A Fresh Take on US/Japan Comparisons
The charts below, comparing American and Japanese bear markets, are some of the better ones I’ve seen (source: dshort.com). Comparisons between the US’s current crisis to Japan’s are nothing new, of course. But these charts offer some unique angles, indexes, and timelines. Also, the second chart adjusts for inflation, with interesting results.
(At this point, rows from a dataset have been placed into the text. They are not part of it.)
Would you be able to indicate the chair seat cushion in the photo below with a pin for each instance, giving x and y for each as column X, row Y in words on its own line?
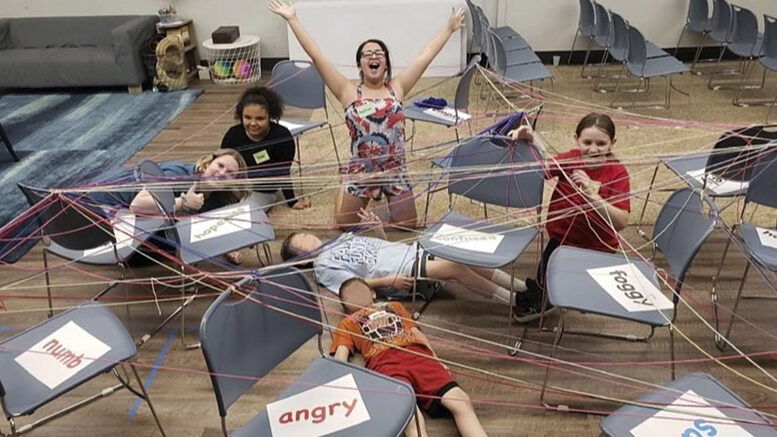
column 390, row 403
column 763, row 253
column 513, row 241
column 654, row 67
column 527, row 72
column 572, row 286
column 680, row 393
column 67, row 335
column 130, row 232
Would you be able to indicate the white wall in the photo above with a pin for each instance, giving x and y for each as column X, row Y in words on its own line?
column 548, row 25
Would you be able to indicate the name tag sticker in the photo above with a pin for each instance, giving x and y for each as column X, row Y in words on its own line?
column 630, row 288
column 323, row 410
column 768, row 237
column 261, row 156
column 62, row 354
column 466, row 239
column 366, row 109
column 689, row 416
column 220, row 223
column 716, row 184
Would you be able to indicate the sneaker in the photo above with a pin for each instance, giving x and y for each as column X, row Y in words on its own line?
column 529, row 307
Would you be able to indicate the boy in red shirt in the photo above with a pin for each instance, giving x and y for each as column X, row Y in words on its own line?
column 394, row 346
column 590, row 202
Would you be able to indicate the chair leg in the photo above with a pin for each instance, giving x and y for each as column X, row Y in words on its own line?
column 147, row 399
column 4, row 138
column 644, row 205
column 677, row 46
column 585, row 60
column 556, row 340
column 572, row 50
column 721, row 341
column 48, row 281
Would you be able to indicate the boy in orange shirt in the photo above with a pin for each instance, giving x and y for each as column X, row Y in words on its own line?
column 394, row 346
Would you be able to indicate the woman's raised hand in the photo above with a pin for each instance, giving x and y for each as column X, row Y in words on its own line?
column 456, row 21
column 285, row 10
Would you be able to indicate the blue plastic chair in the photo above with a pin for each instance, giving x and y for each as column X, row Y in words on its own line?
column 300, row 84
column 760, row 191
column 251, row 328
column 684, row 223
column 24, row 391
column 718, row 171
column 718, row 396
column 699, row 21
column 79, row 233
column 644, row 67
column 586, row 26
column 493, row 171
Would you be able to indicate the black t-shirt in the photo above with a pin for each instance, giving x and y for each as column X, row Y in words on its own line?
column 271, row 157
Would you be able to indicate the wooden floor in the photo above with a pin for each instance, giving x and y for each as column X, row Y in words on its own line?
column 475, row 330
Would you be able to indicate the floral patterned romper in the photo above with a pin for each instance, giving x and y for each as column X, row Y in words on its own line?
column 377, row 128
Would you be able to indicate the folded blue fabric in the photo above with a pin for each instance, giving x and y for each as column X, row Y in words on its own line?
column 431, row 102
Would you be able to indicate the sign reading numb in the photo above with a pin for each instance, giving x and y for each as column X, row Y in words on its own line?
column 768, row 237
column 630, row 288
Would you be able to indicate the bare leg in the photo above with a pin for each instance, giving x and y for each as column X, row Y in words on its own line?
column 449, row 270
column 347, row 208
column 459, row 404
column 411, row 430
column 402, row 208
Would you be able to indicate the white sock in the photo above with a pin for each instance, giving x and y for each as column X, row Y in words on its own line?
column 502, row 279
column 502, row 295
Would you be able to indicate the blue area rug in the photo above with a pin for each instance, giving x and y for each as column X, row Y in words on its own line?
column 65, row 138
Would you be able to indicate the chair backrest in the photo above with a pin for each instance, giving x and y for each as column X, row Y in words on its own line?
column 66, row 222
column 587, row 17
column 737, row 165
column 763, row 180
column 243, row 339
column 745, row 27
column 770, row 37
column 698, row 12
column 497, row 171
column 637, row 53
column 603, row 27
column 461, row 100
column 299, row 83
column 722, row 20
column 619, row 46
column 683, row 224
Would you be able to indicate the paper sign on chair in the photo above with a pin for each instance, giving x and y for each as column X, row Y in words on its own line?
column 328, row 408
column 219, row 223
column 689, row 415
column 466, row 239
column 630, row 288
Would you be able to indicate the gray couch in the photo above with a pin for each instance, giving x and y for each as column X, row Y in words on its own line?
column 42, row 52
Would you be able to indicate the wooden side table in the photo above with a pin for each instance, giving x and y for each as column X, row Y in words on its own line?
column 184, row 29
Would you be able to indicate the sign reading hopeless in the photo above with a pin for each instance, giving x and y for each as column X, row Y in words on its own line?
column 65, row 352
column 220, row 223
column 331, row 407
column 466, row 239
column 630, row 288
column 768, row 237
column 716, row 184
column 690, row 416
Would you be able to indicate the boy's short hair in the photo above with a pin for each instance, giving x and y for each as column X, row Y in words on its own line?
column 347, row 284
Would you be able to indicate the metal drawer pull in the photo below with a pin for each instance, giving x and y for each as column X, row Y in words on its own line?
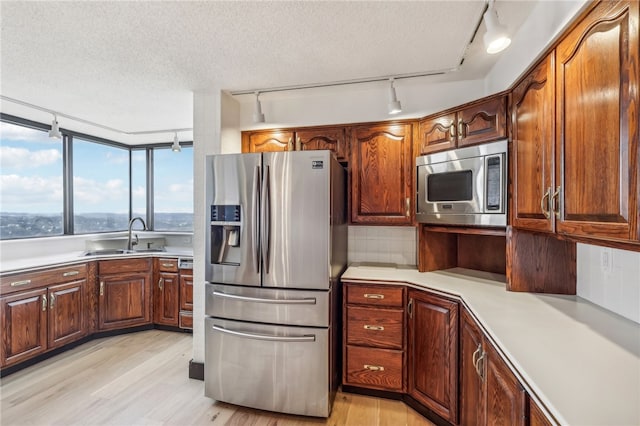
column 373, row 367
column 267, row 337
column 305, row 301
column 373, row 296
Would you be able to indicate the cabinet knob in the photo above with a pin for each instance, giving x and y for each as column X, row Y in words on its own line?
column 546, row 211
column 19, row 283
column 373, row 367
column 373, row 296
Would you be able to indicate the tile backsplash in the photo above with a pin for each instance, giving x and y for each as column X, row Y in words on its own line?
column 382, row 244
column 610, row 278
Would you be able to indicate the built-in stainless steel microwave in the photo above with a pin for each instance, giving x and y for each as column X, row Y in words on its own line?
column 466, row 186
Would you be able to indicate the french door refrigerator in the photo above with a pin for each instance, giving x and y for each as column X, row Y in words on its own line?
column 276, row 246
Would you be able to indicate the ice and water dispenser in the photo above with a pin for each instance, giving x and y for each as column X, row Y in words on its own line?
column 225, row 234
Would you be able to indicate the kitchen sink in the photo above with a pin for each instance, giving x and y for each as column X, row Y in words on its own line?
column 104, row 252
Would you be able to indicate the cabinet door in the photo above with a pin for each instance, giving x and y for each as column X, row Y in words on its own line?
column 24, row 326
column 433, row 353
column 166, row 292
column 124, row 301
column 532, row 162
column 331, row 138
column 267, row 141
column 471, row 392
column 484, row 122
column 381, row 174
column 436, row 134
column 186, row 292
column 67, row 313
column 505, row 397
column 597, row 123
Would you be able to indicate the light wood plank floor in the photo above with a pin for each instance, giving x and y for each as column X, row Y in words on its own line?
column 142, row 379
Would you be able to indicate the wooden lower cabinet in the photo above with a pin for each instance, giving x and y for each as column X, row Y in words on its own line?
column 50, row 314
column 186, row 299
column 67, row 318
column 24, row 326
column 166, row 294
column 490, row 392
column 374, row 342
column 433, row 353
column 124, row 293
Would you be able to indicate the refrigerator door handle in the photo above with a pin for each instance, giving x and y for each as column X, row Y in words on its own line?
column 256, row 220
column 266, row 217
column 304, row 338
column 304, row 301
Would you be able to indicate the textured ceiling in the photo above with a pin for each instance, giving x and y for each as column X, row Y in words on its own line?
column 134, row 65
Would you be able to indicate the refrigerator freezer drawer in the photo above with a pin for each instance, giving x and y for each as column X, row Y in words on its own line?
column 283, row 369
column 265, row 305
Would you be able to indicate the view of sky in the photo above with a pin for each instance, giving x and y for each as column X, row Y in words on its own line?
column 31, row 179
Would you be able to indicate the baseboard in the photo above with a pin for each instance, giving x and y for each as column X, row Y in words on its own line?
column 196, row 370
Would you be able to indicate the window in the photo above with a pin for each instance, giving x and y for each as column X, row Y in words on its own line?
column 108, row 186
column 139, row 183
column 173, row 189
column 31, row 186
column 100, row 187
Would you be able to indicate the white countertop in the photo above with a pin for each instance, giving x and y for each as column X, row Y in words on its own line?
column 61, row 259
column 578, row 360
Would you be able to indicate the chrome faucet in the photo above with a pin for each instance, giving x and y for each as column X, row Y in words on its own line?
column 130, row 243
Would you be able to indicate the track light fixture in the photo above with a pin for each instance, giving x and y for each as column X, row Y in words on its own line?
column 258, row 116
column 394, row 105
column 496, row 39
column 176, row 143
column 55, row 129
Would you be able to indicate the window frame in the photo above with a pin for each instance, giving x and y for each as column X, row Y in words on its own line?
column 67, row 172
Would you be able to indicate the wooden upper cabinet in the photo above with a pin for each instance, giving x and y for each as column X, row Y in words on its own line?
column 532, row 161
column 381, row 166
column 482, row 122
column 597, row 124
column 331, row 138
column 478, row 122
column 436, row 134
column 267, row 141
column 304, row 139
column 24, row 326
column 433, row 353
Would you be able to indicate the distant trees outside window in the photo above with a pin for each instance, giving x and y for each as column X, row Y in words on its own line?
column 31, row 185
column 109, row 181
column 173, row 189
column 100, row 187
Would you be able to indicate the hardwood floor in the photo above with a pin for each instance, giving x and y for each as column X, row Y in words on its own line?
column 142, row 379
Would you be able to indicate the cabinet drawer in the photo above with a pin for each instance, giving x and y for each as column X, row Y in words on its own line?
column 29, row 280
column 374, row 368
column 382, row 328
column 375, row 295
column 119, row 266
column 167, row 265
column 186, row 320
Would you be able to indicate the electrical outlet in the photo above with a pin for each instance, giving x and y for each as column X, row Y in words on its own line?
column 606, row 260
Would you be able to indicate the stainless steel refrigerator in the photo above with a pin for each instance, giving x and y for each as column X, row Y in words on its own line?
column 276, row 246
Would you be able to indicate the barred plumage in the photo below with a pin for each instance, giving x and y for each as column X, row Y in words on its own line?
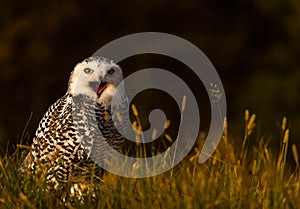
column 65, row 138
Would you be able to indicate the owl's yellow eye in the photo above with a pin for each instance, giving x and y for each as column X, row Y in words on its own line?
column 88, row 70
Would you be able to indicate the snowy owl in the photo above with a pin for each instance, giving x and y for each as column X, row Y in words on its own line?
column 65, row 139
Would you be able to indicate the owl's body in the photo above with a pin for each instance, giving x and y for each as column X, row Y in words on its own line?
column 66, row 140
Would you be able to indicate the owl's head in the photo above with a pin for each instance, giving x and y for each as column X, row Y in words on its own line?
column 95, row 77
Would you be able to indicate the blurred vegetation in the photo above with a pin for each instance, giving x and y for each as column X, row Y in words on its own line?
column 254, row 46
column 234, row 177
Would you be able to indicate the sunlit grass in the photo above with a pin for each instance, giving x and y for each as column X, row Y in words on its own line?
column 236, row 176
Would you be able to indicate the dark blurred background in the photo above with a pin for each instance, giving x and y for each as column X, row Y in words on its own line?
column 254, row 45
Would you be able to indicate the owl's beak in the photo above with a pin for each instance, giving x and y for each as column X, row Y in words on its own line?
column 101, row 88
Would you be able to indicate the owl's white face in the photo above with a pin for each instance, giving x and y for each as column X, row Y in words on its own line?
column 97, row 78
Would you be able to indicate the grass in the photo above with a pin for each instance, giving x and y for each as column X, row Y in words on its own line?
column 236, row 176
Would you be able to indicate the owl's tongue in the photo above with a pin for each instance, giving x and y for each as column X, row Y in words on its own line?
column 101, row 87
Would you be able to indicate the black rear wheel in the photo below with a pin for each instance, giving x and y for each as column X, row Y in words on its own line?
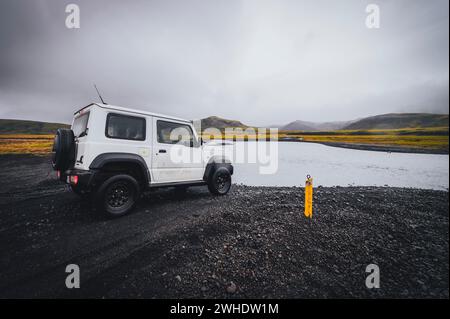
column 220, row 181
column 117, row 196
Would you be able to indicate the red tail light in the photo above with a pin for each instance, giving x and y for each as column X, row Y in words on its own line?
column 74, row 179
This first chart compares 4 bear markets, on a 10-year timeline:
- Nikkei 225 (Japan’s main index) 1989-1999
- S&P 500 from 2007-present
- Dow 1929-1939
- Nasdaq 2000-present. Click to enlarge:
Inflation-Adjusted: S&P 500 peaked in March 2000
The next chart uses the same indexes, but adjusts for inflation. The author points out that the S&P 500 reached its true peak in March of 2000. When adjusted for inflation, the S&P’s 2007 numerical “high” is actually 16% lower than 2000’s. This version’s timeline is also extended to 20 years.
Food for thought. Our situation is unique, of course. Like every economic disaster: Unique demographics, debt, industry, political remedies, currency factors, etc. But these charts are still valuable. They show how long bear markets can last, and how dramatic the bear-rallies can be.
Some would argue that they also show the results of following in Japan’s footsteps. I don’t agree with the sustained-deflation argument, as stated here. But a lot of smart people do think our “eternal life-support for zombie-banks” policies will lead us into a similar period of stagnation.
The author of the above charts has more commentary here. I just discovered dshort.com, but it seems like a nice resource. Apparently the author provides regular updates for these charts, and tweaked versions of it on occasion.
Disclosure: No positions in any companies/stocks mentioned.